Once they'd completed the job, Rose Buchanan was lifted into a zip-up body bag, and taken to the mortuary to be formally identified. Meanwhile, extreme care was taken to ensure the correct packaging was selected for each piece of forensic evidence. Then there was the filling in of forms, the signing and dating, the distribution of copies, totalling four in all.

After finishing at the crime scene, Helen returned to Thornhill Road to write up and file her report. Then she pushed off home and cracked open a bottle of wine, selected a spine-tingling track,
The River,
from an Eric Clapton album, and mulled over the savagery of the day's events. So lost in thought, she didn't hear Adam put the spare key in the lock and creep up behind her.

“Jesus, I wasn't expecting you,” she blurted, as he put his arms around her, buried his face in her neck, making her skin tingle.

He pulled away, gave her one of his lop-sided smiles and kissed her. “Looks like a rough day,” he said, eyeing the half-empty bottle.

“I've had better,” she sighed in agreement.

“Want to talk?”

“Not especially. Want a drink?”

“Not especially,” he grinned, drawing her close.

They ended up in the bedroom.
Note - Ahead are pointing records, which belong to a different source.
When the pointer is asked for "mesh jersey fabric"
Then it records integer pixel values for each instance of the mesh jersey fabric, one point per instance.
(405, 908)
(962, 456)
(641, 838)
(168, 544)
Always did.

“How long have we got?” she said at last, rubbing a finger across his chest. Her life seemed to be made up of questions like this.

“Long enough for you to tell me what happened today,” he said, plumping up the pillows beside her.

“Ghoul,” she laughed.

“Think of it as professional interest. Remember, I'm the detective.”

So she did. That's when she realised she was more shaken than she thought. She wasn't going to break down or anything, but you'd have to be as cold as winter not to be affected.

“Poor kid,” Adam said at last, his eyes dark and solemn.

“Yeah,” Helen sighed. “And you should have seen the place, Adam, it was a real hovel. A young girl should be living at home with her mum and dad, not somewhere like that.” She snuggled up next to him. “Odd, but I thought what a nice name she had. It had a sort of ring about it, as though she came from a good family. Pure conjecture, of course.”

Laughter trickled out of Adam. “You're daft,” he said, stroking her hair away from her face. “What was her name then?”

She looked up into his eyes. “Rose Buchanan.”